UTi ended its contract with BMW in 2008. During a transitional period, UTi employees were informed of the need to re-apply with the new contractor to retain their positions in the BMW warehouse. As part of the application process, BMW directed the new contractor to perform new criminal background checks on every current UTi employee applying for transition of employment. The new contractor subsequently discovered that several UTi employees had criminal convictions in violation of BMW's criminal conviction policy.

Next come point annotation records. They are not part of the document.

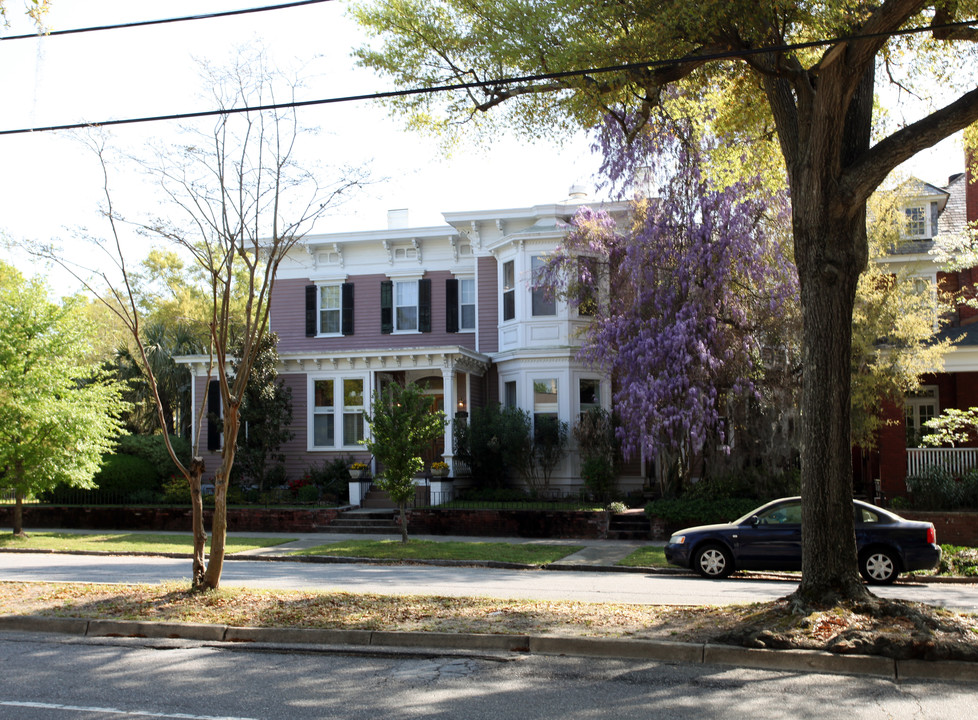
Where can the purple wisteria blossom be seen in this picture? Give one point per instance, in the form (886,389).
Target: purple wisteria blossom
(693,288)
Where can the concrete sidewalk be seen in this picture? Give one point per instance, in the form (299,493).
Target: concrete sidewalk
(594,555)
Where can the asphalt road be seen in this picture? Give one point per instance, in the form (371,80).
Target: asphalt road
(55,678)
(640,588)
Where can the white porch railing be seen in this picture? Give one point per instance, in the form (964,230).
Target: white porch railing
(957,461)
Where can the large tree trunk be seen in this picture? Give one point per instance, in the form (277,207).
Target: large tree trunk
(831,252)
(197,512)
(215,560)
(829,568)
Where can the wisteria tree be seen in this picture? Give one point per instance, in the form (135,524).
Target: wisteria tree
(696,285)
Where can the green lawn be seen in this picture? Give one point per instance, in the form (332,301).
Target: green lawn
(651,556)
(126,542)
(531,554)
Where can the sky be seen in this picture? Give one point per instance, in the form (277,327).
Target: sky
(50,184)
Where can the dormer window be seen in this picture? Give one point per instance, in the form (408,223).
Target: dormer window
(920,219)
(915,225)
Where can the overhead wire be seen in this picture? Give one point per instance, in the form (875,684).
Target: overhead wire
(497,82)
(162,21)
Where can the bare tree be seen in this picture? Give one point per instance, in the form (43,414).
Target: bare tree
(242,202)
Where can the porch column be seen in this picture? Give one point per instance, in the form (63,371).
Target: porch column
(448,385)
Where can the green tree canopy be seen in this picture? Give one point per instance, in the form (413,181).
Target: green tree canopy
(800,72)
(58,412)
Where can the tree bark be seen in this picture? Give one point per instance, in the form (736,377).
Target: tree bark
(19,514)
(831,252)
(403,523)
(197,511)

As a result, those employees were told that they no longer met the criteria for working at the BMW facility and were subsequently terminated and denied rehire as employees of the new contractor, despite the fact that many of the employees had worked at the BMW facility for years.

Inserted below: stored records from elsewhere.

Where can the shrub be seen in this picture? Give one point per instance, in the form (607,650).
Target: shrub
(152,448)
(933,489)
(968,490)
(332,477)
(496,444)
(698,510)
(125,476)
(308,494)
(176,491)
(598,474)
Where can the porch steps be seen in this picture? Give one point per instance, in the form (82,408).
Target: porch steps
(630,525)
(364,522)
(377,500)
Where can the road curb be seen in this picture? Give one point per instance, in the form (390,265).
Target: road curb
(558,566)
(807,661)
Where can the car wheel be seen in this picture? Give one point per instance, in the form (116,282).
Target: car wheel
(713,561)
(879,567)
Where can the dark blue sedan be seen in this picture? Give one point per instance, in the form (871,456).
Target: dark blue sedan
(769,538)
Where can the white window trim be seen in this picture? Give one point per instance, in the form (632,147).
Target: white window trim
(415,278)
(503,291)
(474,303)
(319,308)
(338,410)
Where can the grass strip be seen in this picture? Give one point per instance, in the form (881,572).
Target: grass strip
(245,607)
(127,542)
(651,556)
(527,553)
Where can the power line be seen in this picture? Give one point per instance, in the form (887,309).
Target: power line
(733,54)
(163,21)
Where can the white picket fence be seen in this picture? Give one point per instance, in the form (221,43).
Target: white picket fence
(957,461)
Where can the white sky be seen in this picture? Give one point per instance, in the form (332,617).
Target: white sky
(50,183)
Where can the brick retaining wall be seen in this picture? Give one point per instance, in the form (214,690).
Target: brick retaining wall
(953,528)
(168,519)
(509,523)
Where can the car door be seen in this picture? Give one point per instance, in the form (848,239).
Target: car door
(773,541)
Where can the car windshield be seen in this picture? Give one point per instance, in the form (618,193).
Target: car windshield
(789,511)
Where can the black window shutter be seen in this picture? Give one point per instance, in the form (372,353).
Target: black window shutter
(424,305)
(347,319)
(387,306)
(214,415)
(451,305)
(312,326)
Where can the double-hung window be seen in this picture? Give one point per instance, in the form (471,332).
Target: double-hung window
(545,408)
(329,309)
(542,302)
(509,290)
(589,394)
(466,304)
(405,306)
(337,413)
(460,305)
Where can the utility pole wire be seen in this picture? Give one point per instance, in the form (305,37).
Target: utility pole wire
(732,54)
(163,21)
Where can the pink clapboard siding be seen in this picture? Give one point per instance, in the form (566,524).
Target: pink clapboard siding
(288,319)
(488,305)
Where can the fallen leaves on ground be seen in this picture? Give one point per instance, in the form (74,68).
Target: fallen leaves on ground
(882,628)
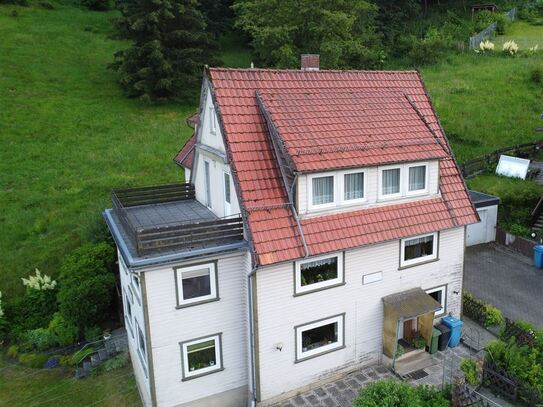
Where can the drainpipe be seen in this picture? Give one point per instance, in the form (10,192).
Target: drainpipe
(250,299)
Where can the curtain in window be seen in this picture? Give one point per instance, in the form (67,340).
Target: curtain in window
(391,181)
(354,186)
(323,190)
(417,178)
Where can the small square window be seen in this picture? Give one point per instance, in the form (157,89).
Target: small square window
(196,284)
(417,178)
(418,249)
(319,337)
(322,190)
(440,295)
(390,181)
(318,273)
(353,186)
(201,356)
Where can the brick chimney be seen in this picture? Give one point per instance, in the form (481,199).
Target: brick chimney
(310,62)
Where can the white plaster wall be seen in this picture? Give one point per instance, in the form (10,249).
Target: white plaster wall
(170,326)
(371,179)
(279,311)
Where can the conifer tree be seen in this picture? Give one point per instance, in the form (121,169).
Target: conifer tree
(170,47)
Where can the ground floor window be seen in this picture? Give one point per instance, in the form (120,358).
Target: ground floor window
(319,337)
(440,295)
(201,356)
(418,249)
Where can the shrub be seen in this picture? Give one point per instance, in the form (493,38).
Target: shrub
(392,393)
(96,5)
(38,339)
(484,313)
(86,284)
(470,371)
(33,360)
(13,351)
(63,332)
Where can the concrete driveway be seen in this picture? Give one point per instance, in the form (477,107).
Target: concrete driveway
(506,280)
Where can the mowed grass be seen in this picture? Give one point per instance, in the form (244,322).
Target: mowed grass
(24,387)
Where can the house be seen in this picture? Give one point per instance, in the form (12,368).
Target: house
(324,222)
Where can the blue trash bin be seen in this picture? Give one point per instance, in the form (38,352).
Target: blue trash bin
(538,256)
(455,325)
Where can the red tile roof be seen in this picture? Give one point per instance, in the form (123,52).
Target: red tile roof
(271,223)
(326,129)
(185,156)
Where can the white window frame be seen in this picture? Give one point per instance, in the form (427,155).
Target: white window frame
(443,289)
(186,373)
(418,191)
(299,289)
(341,184)
(310,178)
(340,344)
(213,284)
(419,260)
(212,120)
(380,194)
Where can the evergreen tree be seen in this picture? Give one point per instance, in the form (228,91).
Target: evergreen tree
(170,47)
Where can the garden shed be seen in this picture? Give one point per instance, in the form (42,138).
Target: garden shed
(487,208)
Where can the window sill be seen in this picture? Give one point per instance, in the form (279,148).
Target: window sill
(298,294)
(196,376)
(181,306)
(408,266)
(319,354)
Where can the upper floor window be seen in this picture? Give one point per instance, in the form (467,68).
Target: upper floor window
(212,121)
(318,273)
(196,284)
(418,249)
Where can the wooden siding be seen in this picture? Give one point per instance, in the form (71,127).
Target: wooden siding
(170,326)
(142,375)
(371,179)
(279,311)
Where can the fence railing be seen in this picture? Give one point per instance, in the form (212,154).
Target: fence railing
(489,31)
(478,165)
(176,235)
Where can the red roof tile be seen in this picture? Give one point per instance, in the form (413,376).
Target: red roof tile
(271,223)
(185,156)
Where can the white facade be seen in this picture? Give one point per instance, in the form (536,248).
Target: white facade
(279,311)
(485,230)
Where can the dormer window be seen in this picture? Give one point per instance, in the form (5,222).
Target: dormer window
(322,191)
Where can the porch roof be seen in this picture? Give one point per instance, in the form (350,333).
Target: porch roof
(411,303)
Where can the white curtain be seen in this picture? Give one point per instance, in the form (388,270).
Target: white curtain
(391,181)
(354,186)
(417,178)
(323,190)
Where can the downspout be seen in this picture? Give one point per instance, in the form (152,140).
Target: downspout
(252,335)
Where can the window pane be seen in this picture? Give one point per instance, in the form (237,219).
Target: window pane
(196,283)
(419,247)
(354,186)
(391,181)
(201,355)
(227,187)
(323,190)
(417,178)
(318,337)
(317,271)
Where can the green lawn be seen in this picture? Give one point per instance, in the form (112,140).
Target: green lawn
(24,387)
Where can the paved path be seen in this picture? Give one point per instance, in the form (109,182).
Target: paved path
(506,280)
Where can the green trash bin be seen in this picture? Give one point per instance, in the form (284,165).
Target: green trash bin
(436,333)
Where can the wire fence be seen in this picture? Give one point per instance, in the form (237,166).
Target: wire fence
(489,31)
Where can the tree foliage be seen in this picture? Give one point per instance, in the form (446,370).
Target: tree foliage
(342,31)
(170,47)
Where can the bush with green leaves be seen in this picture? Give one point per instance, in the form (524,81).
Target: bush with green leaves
(468,367)
(87,284)
(393,393)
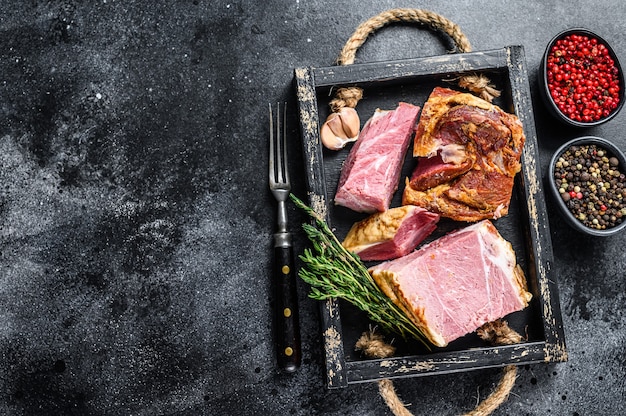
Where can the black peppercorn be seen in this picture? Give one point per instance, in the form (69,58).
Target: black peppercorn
(591,184)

In Illinois, the Chicago office of the EEOC filed a nationwide lawsuit based on discrimination charges filed by two rejected black applicants. That lawsuit charges that Dollar General conditions all of its job offers on criminal background checks, which results in a disparate impact against blacks. According to the EEOC, one of the applicants who had filed a charge with EEOC was given a conditional employment offer, although she had disclosed a six-year-old conviction for possession of a controlled substance. Her application also showed that she had previously worked for another discount retailer as a cashier-stocker for four years. Nevertheless, her job offer was allegedly revoked because Dollar General's practice was to use her type of conviction as a disqualification factor for 10 years.


The other applicant who filed an EEOC charge was fired by Dollar General although, according to the EEOC, the conviction records check report about her was wrong—she did not have the felony conviction attributed to her. The EEOC said that although she advised the Dollar General store manager of the mistake in the report, the company did not reverse its decision and her firing stood.


Both lawsuits were brought under Title VII of the Civil Rights Act of 1964, which prohibits discrimination on the basis of race and national origin as well as retaliation.